Mon interaction la plus spectaculaire avec des hommes en uniforme s'est produite à Lisbonne, un endroit où je n'ai pas l'habitude de conduire. Un jour, j'ai tourné en rond dans des rues à sens unique à la recherche d'un endroit où me garer. Finalement, j'ai trouvé une rue étroite et couverte dans laquelle j'ai tourné, avant de réaliser avec horreur que je roulais sur un passage piéton. (Les regards terrifiés des gens que je dépassais m'ont mis la puce à l'oreille).

Heureusement, je les ai tous manqués, j'ai débouché sur l'artère principale et devinez qui était là pour m'accueillir ? Oui. On m'a arrêté et avant que je puisse expliquer, dans mon portugais amélioré mais encore hésitant, comment cela ressemblait vraiment à une rue sur laquelle je pouvais conduire, j'ai éclaté en sanglots. La combinaison de la frustration de chercher une place de parking, de l'inquiétude d'avoir tout gâché dans cette zone piétonne et de l'inquiétude de savoir combien une contravention allait me coûter était tout simplement trop forte.

Alors qu'a fait le policier ? Il s'est arrêté, m'a étudié un instant, puis m'a indiqué où se trouvait un parking public à quelques rues de là. Il est parti en me recommandant d'être plus prudent la prochaine fois.

Au parking, je tremblais encore et j'essayais de me ressaisir lorsque j'ai appelé mon mari pour lui raconter ce qui s'était passé. J'ai ensuite pris les affaires dont j'avais besoin sur la banquette arrière pour la course que je devais faire, et j'ai posé mon téléphone sur le toit de la voiture pour avoir les deux mains libres.

Quelques heures plus tard, de retour à la maison, je me suis rendu compte que mon téléphone avait fait un bond en avant quelque part sur le chemin, car je ne l'avais jamais retiré du toit de la voiture avant de quitter le garage.

Crédits : Image fournie ; Auteur : Tricia Pimental ;

J'ai immortalisé cet événement inoubliable en écrivant une chanson.

"J'ai laissé mon téléphone dans le vieux Lisboa".

(chantée sur l'air de "I Left My Heart in San Francisco")

La beauté de Porto semble tristement gaie,

La gloire de Tomar est d'un autre jour.

J'étais terriblement satisfaite de mon ami à Penela...

Pourquoi suis-je allée dans cette ville au bord de la baie ?

J'ai laissé mon téléphone dans le vieux Lisboa

Sur une colline, il m'appelle.

Il se trouve là où les petits téléphériques grimpent à mi-chemin des étoiles

Là où la police m'a mis à l'écart et où j'ai pleuré.
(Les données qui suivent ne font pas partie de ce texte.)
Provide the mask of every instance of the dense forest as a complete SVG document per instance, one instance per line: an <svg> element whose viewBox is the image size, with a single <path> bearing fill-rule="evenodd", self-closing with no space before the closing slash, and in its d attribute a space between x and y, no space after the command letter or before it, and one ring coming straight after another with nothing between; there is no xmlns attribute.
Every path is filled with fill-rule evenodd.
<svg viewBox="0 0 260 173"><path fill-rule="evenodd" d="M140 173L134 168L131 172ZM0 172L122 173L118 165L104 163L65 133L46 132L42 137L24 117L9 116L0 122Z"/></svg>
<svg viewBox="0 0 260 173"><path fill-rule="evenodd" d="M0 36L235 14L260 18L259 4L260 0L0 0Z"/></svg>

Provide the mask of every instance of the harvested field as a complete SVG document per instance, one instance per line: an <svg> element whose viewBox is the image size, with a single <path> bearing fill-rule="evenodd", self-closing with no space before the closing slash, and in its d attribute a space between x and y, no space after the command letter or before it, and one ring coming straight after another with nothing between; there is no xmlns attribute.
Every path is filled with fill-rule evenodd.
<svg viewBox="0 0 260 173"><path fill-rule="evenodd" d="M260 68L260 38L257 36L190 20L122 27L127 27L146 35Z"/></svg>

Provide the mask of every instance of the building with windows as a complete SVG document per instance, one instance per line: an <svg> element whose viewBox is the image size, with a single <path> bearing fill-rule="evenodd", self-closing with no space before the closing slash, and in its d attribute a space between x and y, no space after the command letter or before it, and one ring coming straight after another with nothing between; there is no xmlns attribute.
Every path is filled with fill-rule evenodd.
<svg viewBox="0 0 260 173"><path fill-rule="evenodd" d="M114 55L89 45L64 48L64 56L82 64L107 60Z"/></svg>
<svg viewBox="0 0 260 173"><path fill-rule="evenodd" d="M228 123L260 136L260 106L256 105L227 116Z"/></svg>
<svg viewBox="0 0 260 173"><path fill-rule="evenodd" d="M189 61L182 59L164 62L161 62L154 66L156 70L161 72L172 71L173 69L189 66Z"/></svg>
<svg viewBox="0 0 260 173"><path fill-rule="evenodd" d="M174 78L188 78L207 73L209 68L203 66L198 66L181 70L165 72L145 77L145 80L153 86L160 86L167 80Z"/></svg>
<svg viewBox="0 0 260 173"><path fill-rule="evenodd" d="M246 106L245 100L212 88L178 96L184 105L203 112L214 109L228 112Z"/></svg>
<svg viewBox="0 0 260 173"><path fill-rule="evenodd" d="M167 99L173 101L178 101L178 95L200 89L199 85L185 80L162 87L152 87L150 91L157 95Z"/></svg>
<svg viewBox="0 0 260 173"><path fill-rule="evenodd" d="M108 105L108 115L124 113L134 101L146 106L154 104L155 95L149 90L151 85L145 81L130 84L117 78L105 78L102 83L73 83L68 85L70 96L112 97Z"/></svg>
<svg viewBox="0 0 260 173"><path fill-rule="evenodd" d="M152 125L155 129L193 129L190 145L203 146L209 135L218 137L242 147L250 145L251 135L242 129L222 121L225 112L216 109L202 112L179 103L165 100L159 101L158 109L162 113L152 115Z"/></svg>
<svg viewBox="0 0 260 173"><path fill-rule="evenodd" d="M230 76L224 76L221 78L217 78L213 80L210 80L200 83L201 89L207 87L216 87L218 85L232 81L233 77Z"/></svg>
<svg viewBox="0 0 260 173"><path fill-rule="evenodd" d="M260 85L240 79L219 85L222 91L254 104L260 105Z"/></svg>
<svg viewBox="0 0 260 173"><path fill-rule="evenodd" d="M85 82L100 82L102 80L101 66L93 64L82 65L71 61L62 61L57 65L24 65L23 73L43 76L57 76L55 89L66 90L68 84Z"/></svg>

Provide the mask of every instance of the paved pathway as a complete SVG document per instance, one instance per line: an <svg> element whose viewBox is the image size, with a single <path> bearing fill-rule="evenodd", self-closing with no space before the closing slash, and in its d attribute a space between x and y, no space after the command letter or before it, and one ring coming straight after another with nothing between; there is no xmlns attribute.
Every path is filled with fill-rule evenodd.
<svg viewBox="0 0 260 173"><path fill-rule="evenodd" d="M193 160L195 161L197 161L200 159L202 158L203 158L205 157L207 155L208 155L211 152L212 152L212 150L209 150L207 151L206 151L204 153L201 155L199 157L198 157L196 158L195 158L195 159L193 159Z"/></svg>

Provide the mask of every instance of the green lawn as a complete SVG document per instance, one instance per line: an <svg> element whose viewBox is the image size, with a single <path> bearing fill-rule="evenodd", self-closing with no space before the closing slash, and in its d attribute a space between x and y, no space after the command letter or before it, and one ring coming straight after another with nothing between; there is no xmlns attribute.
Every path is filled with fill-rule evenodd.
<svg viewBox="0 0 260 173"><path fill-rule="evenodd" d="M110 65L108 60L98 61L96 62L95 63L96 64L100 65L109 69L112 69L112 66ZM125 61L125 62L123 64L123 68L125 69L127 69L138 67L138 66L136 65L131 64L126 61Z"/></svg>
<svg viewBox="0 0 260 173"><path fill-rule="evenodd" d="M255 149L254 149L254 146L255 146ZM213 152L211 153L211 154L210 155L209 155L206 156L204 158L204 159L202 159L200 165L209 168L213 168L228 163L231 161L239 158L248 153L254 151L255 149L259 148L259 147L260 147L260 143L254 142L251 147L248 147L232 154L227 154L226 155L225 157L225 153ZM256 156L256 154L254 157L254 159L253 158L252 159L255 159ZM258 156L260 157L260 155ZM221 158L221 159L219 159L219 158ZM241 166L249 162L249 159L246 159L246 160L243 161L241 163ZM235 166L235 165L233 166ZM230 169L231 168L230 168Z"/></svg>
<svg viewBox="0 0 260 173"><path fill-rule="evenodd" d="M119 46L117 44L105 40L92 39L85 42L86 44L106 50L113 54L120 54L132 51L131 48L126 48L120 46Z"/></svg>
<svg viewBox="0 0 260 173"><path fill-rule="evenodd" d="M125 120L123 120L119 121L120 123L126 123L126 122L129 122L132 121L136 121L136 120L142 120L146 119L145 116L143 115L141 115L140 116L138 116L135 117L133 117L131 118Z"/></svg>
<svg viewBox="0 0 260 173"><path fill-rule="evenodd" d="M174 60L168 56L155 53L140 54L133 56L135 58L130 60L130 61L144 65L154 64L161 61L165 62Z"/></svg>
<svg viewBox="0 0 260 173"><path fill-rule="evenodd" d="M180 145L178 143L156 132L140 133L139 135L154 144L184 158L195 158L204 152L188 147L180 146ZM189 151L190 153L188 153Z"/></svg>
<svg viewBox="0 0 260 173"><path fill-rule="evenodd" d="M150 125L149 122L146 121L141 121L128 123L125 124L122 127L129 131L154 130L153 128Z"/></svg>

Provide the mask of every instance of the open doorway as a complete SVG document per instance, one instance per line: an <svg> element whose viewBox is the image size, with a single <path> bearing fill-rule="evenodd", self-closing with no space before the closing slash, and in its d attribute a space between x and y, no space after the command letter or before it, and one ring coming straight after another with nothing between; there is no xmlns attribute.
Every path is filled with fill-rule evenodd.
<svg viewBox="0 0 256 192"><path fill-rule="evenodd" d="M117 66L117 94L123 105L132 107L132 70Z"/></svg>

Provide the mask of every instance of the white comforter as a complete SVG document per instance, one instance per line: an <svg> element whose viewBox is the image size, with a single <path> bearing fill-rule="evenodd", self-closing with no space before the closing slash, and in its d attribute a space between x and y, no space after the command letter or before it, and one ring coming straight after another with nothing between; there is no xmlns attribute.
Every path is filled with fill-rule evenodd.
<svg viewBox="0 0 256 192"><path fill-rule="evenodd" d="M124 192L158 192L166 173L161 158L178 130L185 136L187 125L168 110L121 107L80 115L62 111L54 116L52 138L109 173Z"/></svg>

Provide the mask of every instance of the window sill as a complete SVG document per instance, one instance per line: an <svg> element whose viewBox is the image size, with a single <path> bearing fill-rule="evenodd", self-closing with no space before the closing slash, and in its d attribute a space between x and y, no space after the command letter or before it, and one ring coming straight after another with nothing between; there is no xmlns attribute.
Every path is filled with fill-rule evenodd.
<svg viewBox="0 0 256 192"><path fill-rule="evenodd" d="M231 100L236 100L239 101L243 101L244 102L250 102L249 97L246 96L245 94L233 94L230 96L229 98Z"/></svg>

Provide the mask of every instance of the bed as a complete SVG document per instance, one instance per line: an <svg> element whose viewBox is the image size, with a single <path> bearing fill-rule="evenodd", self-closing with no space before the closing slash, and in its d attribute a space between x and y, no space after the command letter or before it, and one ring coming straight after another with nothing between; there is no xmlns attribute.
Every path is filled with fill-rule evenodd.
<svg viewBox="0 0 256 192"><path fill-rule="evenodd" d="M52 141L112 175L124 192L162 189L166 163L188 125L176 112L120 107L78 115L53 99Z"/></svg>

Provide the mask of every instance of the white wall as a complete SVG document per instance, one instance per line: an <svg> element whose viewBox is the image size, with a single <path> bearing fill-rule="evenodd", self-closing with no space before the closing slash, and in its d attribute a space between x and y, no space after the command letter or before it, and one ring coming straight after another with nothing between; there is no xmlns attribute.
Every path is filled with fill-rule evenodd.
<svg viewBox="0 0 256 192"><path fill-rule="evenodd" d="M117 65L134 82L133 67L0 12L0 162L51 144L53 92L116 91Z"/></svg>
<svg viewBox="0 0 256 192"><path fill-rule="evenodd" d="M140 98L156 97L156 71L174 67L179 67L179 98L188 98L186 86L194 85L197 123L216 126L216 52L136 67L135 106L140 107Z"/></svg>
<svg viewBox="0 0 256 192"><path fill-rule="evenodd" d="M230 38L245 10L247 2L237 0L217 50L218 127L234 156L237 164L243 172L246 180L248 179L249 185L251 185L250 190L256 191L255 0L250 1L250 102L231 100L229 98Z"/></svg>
Mon portable attend là, dans le vieux Lisboa,

tombée à terre quand j'ai été libéré.

Quand je reviendrai vers toi, vieille Lisboa

Mon mari, Keith, conduira pour moi.

Pour conclure, je vous fais part d'une autre des nombreuses ironies de la vie. Lorsque j'ai cherché en ligne les paroles complètes de la chanson emblématique de Tony Bennett, j'ai reçu une offre pour envoyer la sonnerie sur mon téléphone.